New Jersey medical marijuana patients won a significant victory in the fight for equality this week, as the Garden State Supreme Court adjourned a ruling that protects cannabis patients from employment discrimination. In other words, workers who are registered medical marijuana patients can no longer be fired for failing a drug test.
According to NJ.com, the ruling was in response to a case about the firing of a New Jersey funeral director named Justin Wild. While employed, Wild was involved in a car crash, but was deemed to be not at fault for the accident. During a subsequent drug test, though, the funeral director tested positive for THC and was immediately fired. Wild was a registered medical marijuana patient suffering from cancer.
Wild subsequently filed a lawsuit alleging employment discrimination against medical marijuana users, which brought the issue of protections for cannabis consumers front and center. After a Superior Court judge dismissed his case, an appellate court ended up ruling in favor of Wild.
As a result of the case, New Jersey’s 70,000-plus registered medical marijuana patients will be able to breathe a sigh of relief.
"This protects hundreds, if not thousands of employees [who’ve faced the] stigma of marijuana,” Jamison Mark, Wild’s lawyer, told reporters after the ruling.

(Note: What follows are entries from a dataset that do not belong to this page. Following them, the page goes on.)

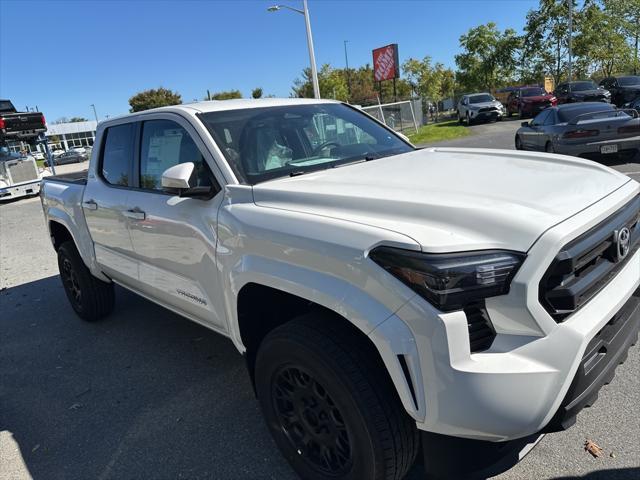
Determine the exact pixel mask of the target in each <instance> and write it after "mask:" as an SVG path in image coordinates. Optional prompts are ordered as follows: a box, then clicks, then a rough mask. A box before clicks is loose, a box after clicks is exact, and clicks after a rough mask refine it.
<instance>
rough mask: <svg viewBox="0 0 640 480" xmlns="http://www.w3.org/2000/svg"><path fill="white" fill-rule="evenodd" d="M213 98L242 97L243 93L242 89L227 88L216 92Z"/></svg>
mask: <svg viewBox="0 0 640 480" xmlns="http://www.w3.org/2000/svg"><path fill="white" fill-rule="evenodd" d="M211 98H212V99H213V100H231V99H233V98H242V93H240V90H225V91H222V92H216V93H214V94H213V95H211Z"/></svg>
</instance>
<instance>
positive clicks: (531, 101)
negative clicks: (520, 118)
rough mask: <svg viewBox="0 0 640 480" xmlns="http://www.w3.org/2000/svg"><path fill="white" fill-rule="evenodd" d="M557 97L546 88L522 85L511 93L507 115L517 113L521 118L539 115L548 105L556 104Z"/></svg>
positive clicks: (509, 114) (510, 94)
mask: <svg viewBox="0 0 640 480" xmlns="http://www.w3.org/2000/svg"><path fill="white" fill-rule="evenodd" d="M556 103H557V99H556V97H555V96H553V95H552V94H550V93H547V91H546V90H545V89H544V88H541V87H522V88H518V89H517V90H514V91H513V92H511V93H510V94H509V98H508V99H507V116H508V117H510V116H511V115H512V114H514V113H517V114H518V116H519V117H520V118H524V117H532V116H534V115H537V114H538V113H540V112H541V111H542V110H544V109H545V108H547V107H551V106H555V105H556Z"/></svg>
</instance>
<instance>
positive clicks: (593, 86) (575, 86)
mask: <svg viewBox="0 0 640 480" xmlns="http://www.w3.org/2000/svg"><path fill="white" fill-rule="evenodd" d="M569 88H570V89H571V90H572V91H574V92H581V91H584V90H597V89H598V86H597V85H596V84H595V83H593V82H575V83H570V84H569Z"/></svg>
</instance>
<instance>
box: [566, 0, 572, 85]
mask: <svg viewBox="0 0 640 480" xmlns="http://www.w3.org/2000/svg"><path fill="white" fill-rule="evenodd" d="M567 1H568V2H569V81H571V77H572V73H573V72H572V61H573V59H572V56H573V52H572V51H571V50H572V42H571V40H572V37H573V0H567Z"/></svg>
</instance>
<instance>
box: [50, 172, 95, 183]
mask: <svg viewBox="0 0 640 480" xmlns="http://www.w3.org/2000/svg"><path fill="white" fill-rule="evenodd" d="M87 173H88V172H87V170H82V171H81V172H71V173H63V174H60V175H50V176H48V177H44V178H43V181H46V182H49V181H54V182H62V183H73V184H75V185H86V184H87Z"/></svg>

The employment discrimination case comes as New Jersey activists once again push Garden State leaders to enact full-scale cannabis reform and legalize the plant entirely. Despite a failed promise from the Governor to legalize last year, New Jersey cannabis advocates have so far had to settle for expanded medical access and additional court injunctions, including a separate ruling that ensures workers’ compensation can cover medical marijuana for legal patients.
As for Wild, the former funeral director will be able to continue his lawsuit against his ex employer — this time with a little more ammunition in his pocket.
“It would be ironic indeed if the Compassionate Use Act limited the Law Against Discrimination to permit an employer’s termination of a cancer patient’s employment by discriminating without compassion,” a Jersey Superior Court judge wrote in an early ruling on Wild’s case.
Across the legal weed landscape, employee protections for legal pot users have begun to pick up steam, with employers and courts alike finally coming to grips with the plant’s shifting legal and social status.